With the coming of Islam in the fifteenth century, the mosque, together with the palace and the port, became the focal points of human settlements, particularly in the nine sultanates which arose in peninsular Malaysia. The arrival of European colonialists, beginning with the Portuguese in 1511, followed by the Dutch (1641), and then the British (1786), added new layers to the morphology of these towns, as well as creating new ones. From towns focused on the harbour, European colonialists, particularly in the early phase of occupation (1511—1824), enjoyed monopolistic policies where local resources were procured and concentrated in trading factories protected by military infrastructure. The Portuguese built the A Famosa in Malacca (1520s), which was a European-style fortification transplanted into the Far East. Dutch Malacca (1641-1824) features the Stadhuys, civic buildings organized around a European-style town square, for the congregation of trading interests in nearby Heeren Street. On Penang Island, the British introduced (1786-1957) its standard colonial formula of fort, esplanade and civic buildings. The British settlement of George Town on Penang Island was a township organized to facilitate trade and commerce. In 1800, on the peninsular mainland, the British secured a strip of land to provide supplies to sustain its Penang Island settlement.

Today, most Malaysian cities, especially on the west coast of the peninsular Malaysia, share several fundamental characteristics in town planning, built structural heritage, and living traditions underlying a similar social and spatial organization, occupational distribution, religious diversity, and other cultural practices derived from an amalgam of Malay, Siamese, Chinese, Portuguese, Dutch, and British influences. The colonial imprint is strongest in downtown areas with the ubiquitous shophouse - a hybrid trader’s residence with architectural influences from China and Europe adapted to Malay world conditions. In terms of the urban morphology, these towns are often developed along a formally laid-out grid pattern and organized around administrative buildings. Older settlements like Malacca (est. 1400), George Town (est. 1786) and Singapore (est. 1819) have prominent fortifications with the most intact being Fort Cornwallis in Penang and Fort Canning in Singapore. In the second phase of British intervention (1876-1914) when the entire peninsular Malaysia came under British rule, such military constructions became obsolete and were redeveloped, although the base template that distinguished the European from the Chinese and Malay settlements was retained. In Kuala Lumpur, a tin mining centre, the British colonial security forces were established on higher ground, separated from the native and immigrant communities by the Klang River. In the 1900s, with the advent of modern town planning, public open spaces, laneways and a road system to facilitate the advent of motorized vehicles were built.

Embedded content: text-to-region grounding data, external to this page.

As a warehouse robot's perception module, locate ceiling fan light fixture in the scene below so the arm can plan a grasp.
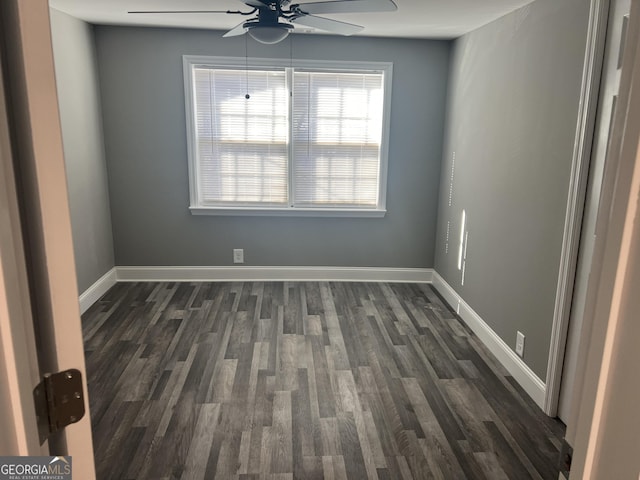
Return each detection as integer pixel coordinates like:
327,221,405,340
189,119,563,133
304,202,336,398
245,23,293,45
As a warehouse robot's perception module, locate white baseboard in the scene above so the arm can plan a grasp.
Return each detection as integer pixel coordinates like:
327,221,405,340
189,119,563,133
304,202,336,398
116,266,434,283
79,267,118,314
432,272,546,410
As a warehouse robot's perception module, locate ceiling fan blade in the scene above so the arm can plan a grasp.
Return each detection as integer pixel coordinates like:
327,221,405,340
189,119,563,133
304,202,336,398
223,22,247,37
299,0,398,14
291,15,363,35
127,10,229,13
241,0,269,8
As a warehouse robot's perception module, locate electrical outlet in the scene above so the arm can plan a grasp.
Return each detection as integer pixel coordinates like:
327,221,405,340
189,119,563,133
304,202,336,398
516,332,524,357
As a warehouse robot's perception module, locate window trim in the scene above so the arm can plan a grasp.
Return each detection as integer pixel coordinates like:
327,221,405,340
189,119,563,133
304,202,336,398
182,55,393,217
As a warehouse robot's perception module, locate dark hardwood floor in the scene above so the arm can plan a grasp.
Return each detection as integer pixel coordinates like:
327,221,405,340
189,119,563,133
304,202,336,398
83,282,564,480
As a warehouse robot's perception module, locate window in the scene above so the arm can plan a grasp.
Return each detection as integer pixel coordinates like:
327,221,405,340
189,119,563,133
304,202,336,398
184,56,391,216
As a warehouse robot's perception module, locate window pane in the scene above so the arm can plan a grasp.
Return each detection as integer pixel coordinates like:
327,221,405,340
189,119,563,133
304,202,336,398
293,72,383,207
193,67,289,204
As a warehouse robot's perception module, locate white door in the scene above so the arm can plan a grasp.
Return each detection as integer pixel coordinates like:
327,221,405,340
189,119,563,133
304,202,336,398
558,0,631,423
0,0,95,480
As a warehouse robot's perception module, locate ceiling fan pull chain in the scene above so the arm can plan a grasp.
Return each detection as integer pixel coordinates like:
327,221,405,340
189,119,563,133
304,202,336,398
244,33,251,100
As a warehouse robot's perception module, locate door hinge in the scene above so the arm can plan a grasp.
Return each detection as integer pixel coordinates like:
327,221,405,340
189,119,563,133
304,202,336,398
33,369,85,445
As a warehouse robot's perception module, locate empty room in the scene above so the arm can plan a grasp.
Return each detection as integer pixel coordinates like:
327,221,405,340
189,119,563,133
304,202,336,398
0,0,638,480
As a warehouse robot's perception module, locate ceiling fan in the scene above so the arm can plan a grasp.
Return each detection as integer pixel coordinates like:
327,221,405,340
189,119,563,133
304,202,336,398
128,0,398,44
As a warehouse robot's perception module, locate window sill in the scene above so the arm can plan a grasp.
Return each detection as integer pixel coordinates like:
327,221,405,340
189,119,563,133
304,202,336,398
189,207,387,218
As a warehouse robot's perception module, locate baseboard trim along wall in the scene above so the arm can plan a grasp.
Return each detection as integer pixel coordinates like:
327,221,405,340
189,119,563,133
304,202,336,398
432,272,546,410
116,266,433,283
79,267,118,314
80,266,546,408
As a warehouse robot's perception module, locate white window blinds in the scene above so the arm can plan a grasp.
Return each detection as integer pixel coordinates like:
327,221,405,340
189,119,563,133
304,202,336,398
185,57,391,216
292,71,383,208
194,68,289,205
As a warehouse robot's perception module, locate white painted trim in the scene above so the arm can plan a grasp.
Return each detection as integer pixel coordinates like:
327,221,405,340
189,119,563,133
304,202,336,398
432,272,546,408
115,266,434,283
543,0,609,416
189,206,387,218
80,267,118,315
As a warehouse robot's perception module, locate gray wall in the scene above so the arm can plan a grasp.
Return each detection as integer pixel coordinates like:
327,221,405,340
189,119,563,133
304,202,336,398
51,9,114,293
435,0,589,380
96,26,450,267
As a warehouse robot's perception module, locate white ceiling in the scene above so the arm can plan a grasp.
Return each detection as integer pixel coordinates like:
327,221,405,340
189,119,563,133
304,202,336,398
49,0,533,38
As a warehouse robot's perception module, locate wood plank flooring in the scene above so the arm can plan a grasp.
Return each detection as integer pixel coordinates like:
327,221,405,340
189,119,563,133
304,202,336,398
83,282,564,480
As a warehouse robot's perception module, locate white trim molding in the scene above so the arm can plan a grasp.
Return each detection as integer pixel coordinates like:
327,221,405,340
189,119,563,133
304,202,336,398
432,272,546,409
543,0,609,416
116,266,434,283
79,267,118,315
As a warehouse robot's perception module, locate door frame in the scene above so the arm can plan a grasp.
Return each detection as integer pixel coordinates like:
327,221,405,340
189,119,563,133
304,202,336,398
0,28,43,455
566,0,640,480
0,0,95,474
543,0,611,417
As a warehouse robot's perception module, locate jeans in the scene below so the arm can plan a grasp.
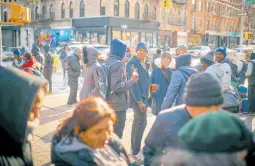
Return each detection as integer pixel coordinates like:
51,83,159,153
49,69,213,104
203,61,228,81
248,85,255,112
43,69,52,92
131,102,147,155
114,111,127,139
67,76,78,104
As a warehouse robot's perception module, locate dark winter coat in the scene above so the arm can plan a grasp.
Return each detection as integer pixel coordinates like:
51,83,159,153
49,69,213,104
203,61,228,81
0,67,46,166
51,135,130,166
127,56,150,105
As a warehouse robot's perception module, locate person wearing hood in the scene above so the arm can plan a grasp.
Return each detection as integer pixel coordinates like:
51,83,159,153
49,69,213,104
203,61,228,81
178,111,254,166
215,47,238,78
143,73,223,166
0,67,47,166
245,53,255,113
150,53,173,115
105,39,138,138
67,47,82,105
161,54,197,110
43,44,53,94
12,49,24,68
51,97,130,166
80,46,101,101
127,42,151,162
176,45,188,56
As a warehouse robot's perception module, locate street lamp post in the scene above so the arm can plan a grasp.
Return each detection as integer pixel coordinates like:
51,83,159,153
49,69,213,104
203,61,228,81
121,25,128,43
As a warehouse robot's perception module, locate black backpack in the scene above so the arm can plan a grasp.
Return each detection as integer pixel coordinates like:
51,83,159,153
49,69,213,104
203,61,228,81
97,60,123,100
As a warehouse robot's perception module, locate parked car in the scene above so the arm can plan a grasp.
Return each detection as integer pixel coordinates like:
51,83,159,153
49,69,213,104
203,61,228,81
188,46,211,58
3,46,21,62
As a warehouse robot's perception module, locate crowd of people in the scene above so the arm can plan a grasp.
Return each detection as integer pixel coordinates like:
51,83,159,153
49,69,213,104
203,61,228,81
0,39,255,166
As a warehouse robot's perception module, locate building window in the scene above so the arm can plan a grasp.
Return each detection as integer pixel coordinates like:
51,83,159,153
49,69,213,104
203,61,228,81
4,11,8,22
135,2,140,19
125,0,129,18
80,0,85,17
50,4,55,20
191,17,196,30
69,2,73,18
42,6,46,19
143,4,149,19
114,0,120,16
198,18,202,30
162,9,166,24
152,6,157,20
35,6,39,20
61,3,66,18
100,0,105,16
192,0,196,11
198,0,202,12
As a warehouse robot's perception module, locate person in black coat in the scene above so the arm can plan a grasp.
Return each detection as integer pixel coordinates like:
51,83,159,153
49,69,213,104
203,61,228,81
0,67,47,166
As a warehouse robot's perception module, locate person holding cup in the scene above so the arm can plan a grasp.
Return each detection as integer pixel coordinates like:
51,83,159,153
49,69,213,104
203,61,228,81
150,53,173,115
126,42,151,162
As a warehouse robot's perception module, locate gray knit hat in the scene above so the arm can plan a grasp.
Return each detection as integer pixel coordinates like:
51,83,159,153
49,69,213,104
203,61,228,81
184,73,223,106
200,51,214,66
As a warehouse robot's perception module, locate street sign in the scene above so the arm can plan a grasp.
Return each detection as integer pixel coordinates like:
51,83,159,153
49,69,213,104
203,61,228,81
244,32,254,40
162,0,172,9
245,0,255,4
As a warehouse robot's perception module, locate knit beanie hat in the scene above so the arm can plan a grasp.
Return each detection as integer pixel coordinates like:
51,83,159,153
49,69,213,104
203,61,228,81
200,51,214,66
110,39,127,59
178,111,253,153
43,44,50,53
215,47,227,58
136,42,149,52
250,53,255,60
13,49,21,56
183,73,223,106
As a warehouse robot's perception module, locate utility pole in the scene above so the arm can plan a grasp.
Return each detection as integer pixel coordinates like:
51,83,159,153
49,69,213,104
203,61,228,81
240,0,245,49
0,4,3,66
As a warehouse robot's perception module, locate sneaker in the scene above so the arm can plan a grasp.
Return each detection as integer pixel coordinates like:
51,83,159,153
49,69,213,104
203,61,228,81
132,150,144,165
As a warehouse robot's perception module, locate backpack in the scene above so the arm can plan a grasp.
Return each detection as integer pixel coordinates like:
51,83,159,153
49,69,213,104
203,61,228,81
97,60,122,100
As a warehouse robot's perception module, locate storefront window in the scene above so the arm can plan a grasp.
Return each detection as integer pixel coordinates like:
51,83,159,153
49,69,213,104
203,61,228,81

The resultant townscape, characteristic of the Malaya Peninsula, was the manifestation of an extractive colonial economy where primary resource from mining and commercial agriculture were accumulated, stored, and packed for shipment to Britain’s industrial heartlands. A ready market for these industrial goods saw the British Engineering Corps building facilities, such as metalled track roads, bridges, railways, warehouses, and a rudimentary sanitation infrastructure. A multi-ethnic population began to take root providing much needed labour and services. By the first decade of the twentieth century, as British administration became more widespread and systematic, municipal councils were formed and administrative rules and regulations were introduced, with the result that urban planning became more formalized. Professional architects were hired to design public as well as private buildings that reflected the tastes of the times. It was in the 1930s that modern town planning professionals entered the picture. The Federated Malay States Town Planning Department, established in 1928, began to make its presence felt in Kuala Lumpur, which has a high concentration of buildings of early twentieth century modern architecture. Today, Kuala Kubu Bahru, a small township about 30 miles from Kuala Lumpur, is the most intact example of the Garden City concept in Malaysia.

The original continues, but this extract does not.